EAST MILLINOCKET, Maine — U.S. Sen. Susan Collins called the raid this week on former President Donald Trump’s residence “shocking” and said Americans needed more answers on why it took place.
“It is unprecedented for there to be a raid on a former president’s home over an issue involving disputed documents,” the Republican said while touring the Katahdin Higher Education Center in East Millinocket on Tuesday.
The raid on Trump’s Mar-a-Lago residence in Florida on Monday appeared to be focused on classified documents that Trump brought with him after he left the presidency in early 2021. The FBI and Justice Department have not commented on the raid, while the White House has said President Joe Biden and top aides learned about it through media reports.
Collins’ remarks differentiate her from Republican colleagues who strongly condemned the raid after it was made public on Tuesday. They showed her relative distance from Trump while he maintains a hold on her party.
Criticism was harsh from many prominent Republicans, including Florida Sen. Marco Rubio, who said the Biden administration was “playing with fire” by escalating an investigation into the president’s potential 2024 opponent.
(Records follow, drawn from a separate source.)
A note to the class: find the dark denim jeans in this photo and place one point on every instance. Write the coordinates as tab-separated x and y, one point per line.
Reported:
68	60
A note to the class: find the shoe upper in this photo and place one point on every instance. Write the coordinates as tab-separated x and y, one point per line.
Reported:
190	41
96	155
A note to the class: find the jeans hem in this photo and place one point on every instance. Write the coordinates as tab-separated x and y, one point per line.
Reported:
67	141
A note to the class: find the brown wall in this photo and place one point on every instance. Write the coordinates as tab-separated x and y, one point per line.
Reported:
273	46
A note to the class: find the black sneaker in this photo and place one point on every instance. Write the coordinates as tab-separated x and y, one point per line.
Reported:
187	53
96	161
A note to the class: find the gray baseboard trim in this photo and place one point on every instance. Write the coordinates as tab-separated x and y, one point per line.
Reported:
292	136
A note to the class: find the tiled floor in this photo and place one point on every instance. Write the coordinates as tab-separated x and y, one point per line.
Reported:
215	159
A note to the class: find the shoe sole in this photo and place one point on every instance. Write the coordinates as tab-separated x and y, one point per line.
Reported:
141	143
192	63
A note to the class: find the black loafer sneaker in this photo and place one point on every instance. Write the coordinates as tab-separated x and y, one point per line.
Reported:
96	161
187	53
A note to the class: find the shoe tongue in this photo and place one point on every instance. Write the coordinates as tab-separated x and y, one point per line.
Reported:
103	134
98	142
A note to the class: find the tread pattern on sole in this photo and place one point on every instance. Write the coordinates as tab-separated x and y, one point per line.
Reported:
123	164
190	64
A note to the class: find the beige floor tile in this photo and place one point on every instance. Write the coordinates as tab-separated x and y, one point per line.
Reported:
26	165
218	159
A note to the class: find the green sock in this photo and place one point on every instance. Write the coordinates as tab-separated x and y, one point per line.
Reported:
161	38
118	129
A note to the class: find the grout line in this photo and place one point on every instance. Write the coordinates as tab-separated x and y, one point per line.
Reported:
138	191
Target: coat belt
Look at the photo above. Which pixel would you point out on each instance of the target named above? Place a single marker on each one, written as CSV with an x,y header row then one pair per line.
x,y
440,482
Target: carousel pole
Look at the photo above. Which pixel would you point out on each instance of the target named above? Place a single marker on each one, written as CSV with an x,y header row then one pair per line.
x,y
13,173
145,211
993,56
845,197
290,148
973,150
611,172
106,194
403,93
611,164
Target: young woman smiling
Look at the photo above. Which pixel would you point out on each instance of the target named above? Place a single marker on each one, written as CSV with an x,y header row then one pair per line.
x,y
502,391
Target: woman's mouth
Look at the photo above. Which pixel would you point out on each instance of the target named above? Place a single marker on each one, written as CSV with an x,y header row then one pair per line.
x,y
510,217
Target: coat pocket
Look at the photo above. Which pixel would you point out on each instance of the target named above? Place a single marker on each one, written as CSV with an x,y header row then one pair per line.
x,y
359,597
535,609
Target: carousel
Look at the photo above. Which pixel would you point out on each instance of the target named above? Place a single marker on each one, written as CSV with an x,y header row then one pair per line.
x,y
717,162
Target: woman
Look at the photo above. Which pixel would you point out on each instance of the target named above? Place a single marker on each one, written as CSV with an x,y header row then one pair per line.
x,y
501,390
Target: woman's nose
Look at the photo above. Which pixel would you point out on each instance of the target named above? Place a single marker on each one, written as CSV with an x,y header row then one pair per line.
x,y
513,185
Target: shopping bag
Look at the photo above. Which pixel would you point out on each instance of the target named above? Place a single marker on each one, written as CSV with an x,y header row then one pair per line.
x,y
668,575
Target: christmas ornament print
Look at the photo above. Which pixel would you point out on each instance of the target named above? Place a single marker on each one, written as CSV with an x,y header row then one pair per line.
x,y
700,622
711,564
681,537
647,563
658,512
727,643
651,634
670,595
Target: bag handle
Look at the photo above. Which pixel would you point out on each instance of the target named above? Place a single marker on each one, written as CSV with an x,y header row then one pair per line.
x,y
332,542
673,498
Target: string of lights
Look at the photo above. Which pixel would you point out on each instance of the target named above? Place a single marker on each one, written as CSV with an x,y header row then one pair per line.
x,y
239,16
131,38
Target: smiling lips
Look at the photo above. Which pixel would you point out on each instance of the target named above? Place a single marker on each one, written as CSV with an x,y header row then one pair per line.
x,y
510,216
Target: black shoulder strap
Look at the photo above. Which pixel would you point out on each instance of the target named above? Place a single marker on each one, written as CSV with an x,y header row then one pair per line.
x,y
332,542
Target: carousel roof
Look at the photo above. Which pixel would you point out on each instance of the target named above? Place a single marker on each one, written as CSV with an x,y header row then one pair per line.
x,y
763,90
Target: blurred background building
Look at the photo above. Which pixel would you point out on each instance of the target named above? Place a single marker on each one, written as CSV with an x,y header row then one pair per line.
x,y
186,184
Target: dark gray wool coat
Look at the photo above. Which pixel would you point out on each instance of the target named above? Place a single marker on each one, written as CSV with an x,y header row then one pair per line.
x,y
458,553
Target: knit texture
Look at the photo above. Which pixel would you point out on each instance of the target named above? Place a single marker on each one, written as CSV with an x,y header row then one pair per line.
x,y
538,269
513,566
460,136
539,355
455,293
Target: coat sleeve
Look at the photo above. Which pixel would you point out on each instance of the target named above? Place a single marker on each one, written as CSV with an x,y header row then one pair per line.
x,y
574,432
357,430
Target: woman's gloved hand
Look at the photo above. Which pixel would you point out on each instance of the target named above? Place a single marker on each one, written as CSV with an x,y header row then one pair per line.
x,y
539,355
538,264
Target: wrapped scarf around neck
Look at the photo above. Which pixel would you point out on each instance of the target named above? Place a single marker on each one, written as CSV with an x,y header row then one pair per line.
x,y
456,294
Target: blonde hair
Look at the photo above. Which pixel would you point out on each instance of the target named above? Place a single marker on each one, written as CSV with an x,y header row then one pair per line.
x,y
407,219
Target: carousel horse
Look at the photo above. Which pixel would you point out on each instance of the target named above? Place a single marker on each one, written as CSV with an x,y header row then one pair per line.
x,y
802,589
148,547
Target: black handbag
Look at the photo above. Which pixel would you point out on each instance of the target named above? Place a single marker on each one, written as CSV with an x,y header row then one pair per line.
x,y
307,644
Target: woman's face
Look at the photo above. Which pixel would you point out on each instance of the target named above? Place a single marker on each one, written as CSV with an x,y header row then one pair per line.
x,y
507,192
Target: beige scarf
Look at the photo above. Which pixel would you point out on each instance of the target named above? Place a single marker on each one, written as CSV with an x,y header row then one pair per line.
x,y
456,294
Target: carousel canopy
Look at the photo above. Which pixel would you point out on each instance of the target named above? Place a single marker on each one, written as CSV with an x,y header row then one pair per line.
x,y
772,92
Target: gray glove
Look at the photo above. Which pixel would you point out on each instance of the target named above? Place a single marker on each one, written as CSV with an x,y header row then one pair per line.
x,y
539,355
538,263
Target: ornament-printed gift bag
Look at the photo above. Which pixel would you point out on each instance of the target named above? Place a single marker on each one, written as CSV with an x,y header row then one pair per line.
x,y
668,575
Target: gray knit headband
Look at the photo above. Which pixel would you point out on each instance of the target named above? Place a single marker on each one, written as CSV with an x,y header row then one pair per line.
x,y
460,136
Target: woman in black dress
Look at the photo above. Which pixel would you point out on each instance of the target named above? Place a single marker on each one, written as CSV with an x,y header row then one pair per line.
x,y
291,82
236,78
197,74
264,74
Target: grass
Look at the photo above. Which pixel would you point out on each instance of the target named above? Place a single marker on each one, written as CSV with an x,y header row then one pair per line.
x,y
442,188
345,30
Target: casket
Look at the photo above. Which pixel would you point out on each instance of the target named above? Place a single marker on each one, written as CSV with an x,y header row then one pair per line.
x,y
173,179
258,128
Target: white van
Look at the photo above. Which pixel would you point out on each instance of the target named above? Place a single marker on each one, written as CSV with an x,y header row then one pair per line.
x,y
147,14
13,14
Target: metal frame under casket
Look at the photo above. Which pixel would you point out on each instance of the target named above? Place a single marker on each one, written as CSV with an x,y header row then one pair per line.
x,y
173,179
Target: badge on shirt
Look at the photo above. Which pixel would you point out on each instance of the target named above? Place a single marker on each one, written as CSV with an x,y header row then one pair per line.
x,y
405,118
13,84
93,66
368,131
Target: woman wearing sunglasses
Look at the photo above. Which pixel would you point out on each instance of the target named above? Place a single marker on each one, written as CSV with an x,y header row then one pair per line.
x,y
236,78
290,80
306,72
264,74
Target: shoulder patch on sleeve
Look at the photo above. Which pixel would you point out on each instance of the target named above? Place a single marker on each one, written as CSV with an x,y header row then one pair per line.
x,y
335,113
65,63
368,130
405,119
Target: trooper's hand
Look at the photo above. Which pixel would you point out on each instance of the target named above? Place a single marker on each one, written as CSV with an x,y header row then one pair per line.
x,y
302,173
Trump has stoked electoral conspiracies in his statements, calling the raid an “attack by Radical Left Democrats” who do not want him to run again.
Collins declined to say whether she agreed with Rubio’s statement, but she noted that there are still many details that have not been made public about the raid, saying “we don’t know what evidence led up to it” or if there is “more involved in it.”
“This is something that the American people need more information on to make a judgment,” she said. “But it certainly is unprecedented.”
The Maine senator repudiated Trump after he clinched the Republican nomination in 2016, calling him unfit for the office and saying she would not vote for him. Collins never said how she voted in the 2020 election in which she faced her own re-election campaign, but she later voted to convict him on an impeachment charge related to the Capitol riots of Jan 6, 2021.
Trump called Collins “atrocious” in February after she told The New York Times that no Republican should fear his influence. In January, she told ABC it was “not likely” she would support the former president in 2024, but she has not yet ruled it out. Last week, Collins’ office did not respond to a request for comment about the prospect of a third Trump run.